Home

Gerechtshof Arnhem-Leeuwarden, 25-09-2018, ECLI:NL:GHARL:2018:8474, 17/00994

Gerechtshof Arnhem-Leeuwarden, 25-09-2018, ECLI:NL:GHARL:2018:8474, 17/00994

Gegevens

Instantie
Gerechtshof Arnhem-Leeuwarden
Datum uitspraak
25 september 2018
Datum publicatie
9 oktober 2018
ECLI
ECLI:NL:GHARL:2018:8474
Zaaknummer
17/00994

Inhoudsindicatie

Wet Woz. Waardevaststelling kantoorpand.

Uitspraak

Locatie Arnhem

nummer 17/00994

uitspraakdatum: 25 september 2018

Uitspraak van de vijfde meervoudige belastingkamer

op het hoger beroep van

de heffingsambtenaar van GBLT gemeente- en waterschapsbelastingen (hierna: de heffingsambtenaar)

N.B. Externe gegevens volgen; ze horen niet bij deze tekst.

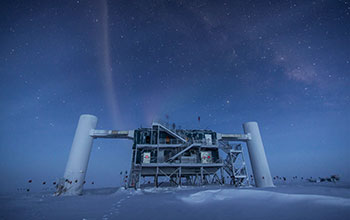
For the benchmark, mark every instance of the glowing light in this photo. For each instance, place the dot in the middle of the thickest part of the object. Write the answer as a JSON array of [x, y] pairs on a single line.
[[107, 68]]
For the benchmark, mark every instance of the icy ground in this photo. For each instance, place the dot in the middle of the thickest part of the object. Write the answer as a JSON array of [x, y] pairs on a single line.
[[308, 201]]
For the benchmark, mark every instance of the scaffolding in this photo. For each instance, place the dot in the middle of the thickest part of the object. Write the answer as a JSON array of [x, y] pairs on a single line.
[[184, 157]]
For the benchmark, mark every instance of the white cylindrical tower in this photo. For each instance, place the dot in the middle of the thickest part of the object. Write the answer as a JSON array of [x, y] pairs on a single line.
[[260, 167], [75, 172]]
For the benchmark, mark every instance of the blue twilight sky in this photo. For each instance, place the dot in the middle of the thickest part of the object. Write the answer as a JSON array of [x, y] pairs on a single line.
[[284, 64]]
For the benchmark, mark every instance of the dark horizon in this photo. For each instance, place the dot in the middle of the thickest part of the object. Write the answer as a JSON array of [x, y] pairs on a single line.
[[284, 64]]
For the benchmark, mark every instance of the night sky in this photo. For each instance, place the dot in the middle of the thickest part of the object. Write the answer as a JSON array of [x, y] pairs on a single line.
[[284, 64]]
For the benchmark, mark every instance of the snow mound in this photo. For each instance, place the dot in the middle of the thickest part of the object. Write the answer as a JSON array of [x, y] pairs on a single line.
[[208, 196]]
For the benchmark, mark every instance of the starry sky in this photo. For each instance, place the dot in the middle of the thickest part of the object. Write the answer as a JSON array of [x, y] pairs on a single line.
[[284, 64]]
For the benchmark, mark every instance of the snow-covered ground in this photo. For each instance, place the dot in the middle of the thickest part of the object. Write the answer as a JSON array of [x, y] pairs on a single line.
[[307, 201]]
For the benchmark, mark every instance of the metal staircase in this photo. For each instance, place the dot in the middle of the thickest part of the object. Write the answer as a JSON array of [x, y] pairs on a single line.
[[234, 164]]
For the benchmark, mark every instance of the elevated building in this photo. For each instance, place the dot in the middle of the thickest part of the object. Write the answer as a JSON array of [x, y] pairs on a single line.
[[177, 156]]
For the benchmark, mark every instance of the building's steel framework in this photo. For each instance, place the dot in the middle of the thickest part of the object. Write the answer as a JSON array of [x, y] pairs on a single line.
[[180, 156]]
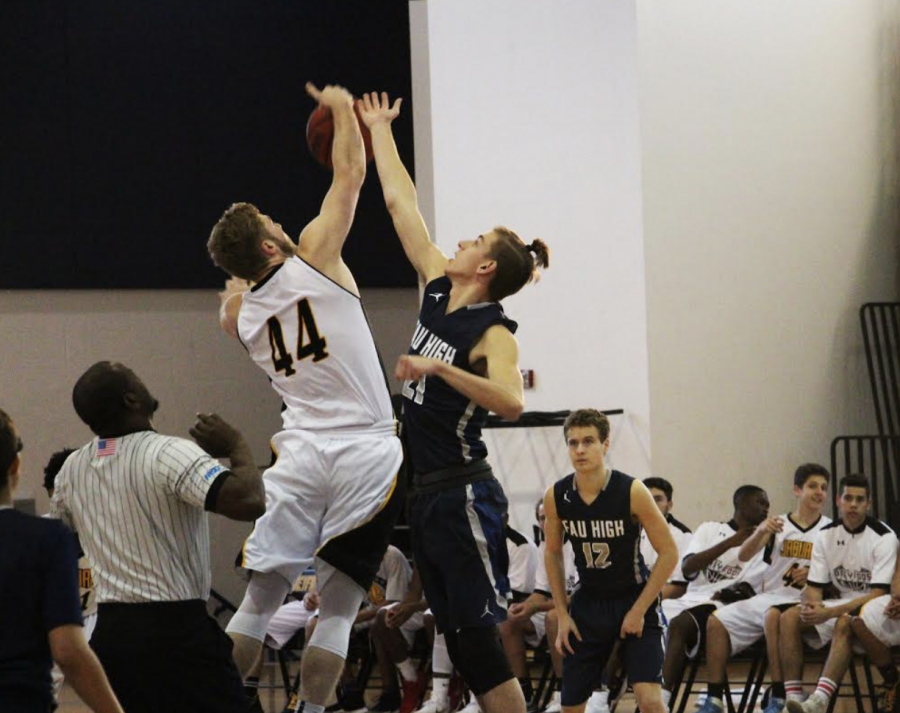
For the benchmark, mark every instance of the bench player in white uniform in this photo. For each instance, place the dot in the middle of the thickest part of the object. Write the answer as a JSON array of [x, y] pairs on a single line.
[[787, 544], [877, 629], [857, 555], [710, 566], [331, 493], [661, 490]]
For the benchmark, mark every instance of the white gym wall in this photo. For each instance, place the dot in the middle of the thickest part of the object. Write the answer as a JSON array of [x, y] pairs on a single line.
[[534, 124]]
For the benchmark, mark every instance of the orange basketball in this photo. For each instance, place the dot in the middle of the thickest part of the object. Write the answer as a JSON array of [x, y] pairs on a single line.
[[320, 135]]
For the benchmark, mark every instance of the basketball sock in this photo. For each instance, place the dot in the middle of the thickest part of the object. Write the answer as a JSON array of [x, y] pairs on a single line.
[[889, 674], [825, 689], [307, 707], [440, 687], [794, 690], [407, 670], [527, 689], [440, 658]]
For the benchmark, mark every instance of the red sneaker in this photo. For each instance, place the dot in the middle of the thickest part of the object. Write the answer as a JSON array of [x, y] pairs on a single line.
[[412, 693]]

tegen de uitspraak van de rechtbank Overijssel van 11 oktober 2017, nummer AWB 17/1020, in het geding tussen

[X] B.V. te [Z] (hierna: belanghebbende)

en de heffingsambtenaar

1 Ontstaan en loop van het geding

1.1.

De heffingsambtenaar heeft bij beschikking op grond van de Wet waardering onroerende zaken (hierna: de Wet WOZ) de waarde van de onroerende zaken [a-straat 1] te [A] , per waardepeildatum 1 januari 2015 en naar de toestand op die datum, voor het jaar 2016 vastgesteld op € 2.739.000. Tegelijk met deze beschikking heeft de heffingsambtenaar aan belanghebbende voor het belastingjaar 2016 een aanslag onroerendezaakbelasting (OZB) opgelegd van € 8.699,06.

1.2.

Op het bezwaarschrift van belanghebbende heeft de heffingsambtenaar bij in één geschrift vervatte uitspraken op bezwaar gegrond verklaard en de waarde van de onroerende zaak verminderd tot € 2.527.000. Tevens is de aanslag OZB dienovereenkomstig verlaagd. Daarnaast is een proceskostenvergoeding van € 492,00 toegekend.

1.3.

Belanghebbende is tegen die uitspraken in beroep gekomen bij de rechtbank Overijssel (hierna: de Rechtbank). De Rechtbank heeft het beroep gegrond verklaard, de uitspraak van de heffingsambtenaar vernietigd, de WOZ-beschikking verminderd tot een vastgestelde waarde van € 735.000, de aanslag OZB dienovereenkomstig verminderd, de heffingsambtenaar veroordeeld in de proceskosten tot een bedrag van € 2.563,00 en gelast dat de heffingsambtenaar het griffierecht van € 333,00 vergoedt.

1.4.

De heffingsambtenaar heeft tegen de uitspraak van de Rechtbank hoger beroep ingesteld.

1.5.

Het onderzoek ter zitting heeft plaatsgevonden op 15 juni 2018. Van de zitting is een proces-verbaal opgemaakt, dat aan deze uitspraak is gehecht.

2 Vaststaande feiten

Belanghebbende was eigenaar van de onroerende zaak [a-straat 1] te [A] (hierna: de onroerende zaak). Deze onroerende zaak betreft een kantoorpand, bouwjaar 1996, met een verhuurbare vloeroppervlakte (vvo) van 2.364 m2 De onroerende zaak heeft de beschikking over 64 parkeerplaatsen. Belanghebbende heeft de onroerende zaak op 4 maart 2016 verkocht voor € 735.000,00.

3 Geschil

In geschil is de waarde van de onroerende zaken per waardepeildatum 1 januari 2015.